If we run the query without RANGE BETWEEN UNBOUNDED PRECEDING AND UNBOUNDED FOLLOWING

select LAST_VALUE(sub_element_id)
 over(order by sub_element_id),* from portmaps_table;

Output will be

1. /shelf=0/slot=4/port=6,
Test_Device_Id,
2. /shelf=0/slot=4/port=6,
OGEAtest110,07/06/2009 13:15,2017-03-02
3. /shelf=0/slot=5/port=0,
Test_Device_Id,/shelf=0/slot=5/port=0,
OGEATest_Device_Id050,07/06/2009 13:15,2017-03-02
4. /shelf=0/slot=5/port=1,
Test_Device_Id,/shelf=0/slot=5/port=1,
OGEA199999999,12/26/2009 10:24,2017-03-02
5. /shelf=0/slot=5/port=24,Test_Device_Id,
/shelf=0/slot=5/port=24,
OGEATest_Device_Id0524,08/19/2009 06:44,2017-03-02

The PARTITION BY statement is similar to the GROUP BY clause. It divides the rows into groups containing identical values in one or more partitions by columns. These logical groups are known as partitions, which is not the same term used for partition tables. Omitting the PARTITION BY statement applies the analytic operation to all the rows in the table. The [ORDER BY <….>] clause is like the ORDER BY expr [ASC|DESC] clause. The ORDER BY clause is the same as the regular ORDER BY clause. It makes sure the rows produced by the PARTITION BY clause are ordered by specifications, such as ascending or descending order.

For row type windows, the definition is in terms of row numbers before or after the current row. The general syntax of the row window clause is as follows:

ROWS BETWEEN <start_expr> AND <end_expr>

The <start_expr> can be any one of UNBOUNDED PRECEDING,CURRENT ROW and N PRECEDING or FOLLOWING
The <end_expr> can be any one of the following UNBOUNDED FOLLOWING,CURRENT ROW,N PRECEDING or FOLLOWING

BETWEEN … AND: Use the BETWEEN…AND clause to specify the start point and end point for the window. The first expression (before AND) defines the start point and the second expression (after AND) defines the end point. If we omit BETWEEN…AND (such as ROWS N PRECEDING or ROWS UNBOUNDED PRECEDING), Hive considers it as the start point, and the end point defaults to the current row.

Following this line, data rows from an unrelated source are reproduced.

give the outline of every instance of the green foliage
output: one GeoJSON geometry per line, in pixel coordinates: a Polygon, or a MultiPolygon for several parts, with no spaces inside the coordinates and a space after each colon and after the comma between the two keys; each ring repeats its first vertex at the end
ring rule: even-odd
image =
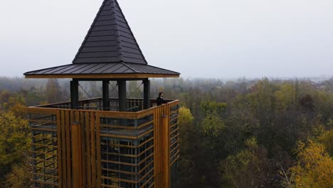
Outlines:
{"type": "Polygon", "coordinates": [[[221,115],[226,110],[227,104],[224,103],[216,103],[214,101],[204,101],[201,103],[201,109],[204,115],[211,114],[221,115]]]}
{"type": "Polygon", "coordinates": [[[202,132],[204,135],[217,137],[226,129],[223,121],[216,113],[208,114],[201,122],[202,132]]]}
{"type": "Polygon", "coordinates": [[[324,145],[308,140],[299,142],[297,164],[290,168],[296,187],[330,188],[333,187],[333,160],[324,145]]]}
{"type": "Polygon", "coordinates": [[[268,177],[266,150],[254,137],[245,140],[245,149],[221,162],[223,177],[233,187],[265,187],[268,177]]]}
{"type": "Polygon", "coordinates": [[[318,139],[318,142],[324,146],[327,153],[333,157],[333,129],[324,131],[318,139]]]}
{"type": "Polygon", "coordinates": [[[31,169],[28,165],[14,165],[11,172],[6,177],[6,187],[23,188],[30,187],[31,183],[29,182],[31,176],[27,172],[31,169]]]}

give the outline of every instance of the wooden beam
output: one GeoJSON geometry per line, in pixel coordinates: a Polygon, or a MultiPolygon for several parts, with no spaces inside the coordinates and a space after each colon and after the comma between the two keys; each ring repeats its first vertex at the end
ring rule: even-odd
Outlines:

N PRECEDING or FOLLOWING – This indicates N rows before or after the current row.

UNBOUNDED PRECEDING  – This indicates that the window starts at the first row of the partition. This is the start point specification and cannot be used as an end point specification.

UNBOUNDED FOLLOWING – This indicates that the window ends at the last row of the partition. This is the end point specification and cannot be used as a start point specification.

UNBOUNDED PRECEDING AND UNBOUNDED FOLLOWING – This indicates the first and last row for every row, meaning all rows in the table.

Sampling

When data volume is extra large, we may need to find a subset of data to speed up data analysis. Here it comes to a technique used to select and analyze a subset of data in order to identify patterns and trends. In Hive, there are three ways of sampling data: random sampling, bucket table sampling, and block sampling.

Random sampling – uses the RAND() function and LIMIT keyword to get the sampling of data. The DISTRIBUTE and SORT keywords are used here to make sure the data is also randomly distributed among mappers and reducers efficiently. The ORDER BY RAND() statement can also achieve the same purpose, but the performance is not good.

SELECT * FROM <Table_Name> DISTRIBUTE BY RAND()
 SORT BY RAND() LIMIT <N rows to sample>;

Bucket table sampling – is a special sampling optimized for bucket tables. The colname value specifies the column where to sample the data. The RAND() function can also be used when sampling is on the entire rows. If the sample column is also the CLUSTERED BY column, the
TABLESAMPLE statement will be more efficient

SELECT * FROM <Table_Name> 
TABLESAMPLE(BUCKET <specified bucket number to sample> 
OUT OF <total number of buckets> ON [colname|RAND()]) 
table_alias;
SELECT name FROM employee_id_buckets 
TABLESAMPLE(BUCKET 1 OUT OF 2 ON rand()) a;

Block sampling – allows Hive to randomly pick up N rows of data, percentage (n percentage) of data size, or N byte size of data. The sampling granularity is the HDFS block size.

SELECT * FROM <Table_Name> 
TABLESAMPLE(N PERCENT|ByteLengthLiteral|N ROWS) s;

SELECT name FROM employee_id_buckets 
TABLESAMPLE(4 ROWS) a;

SELECT name FROM employee_id_buckets 
TABLESAMPLE(10 PERCENT) a;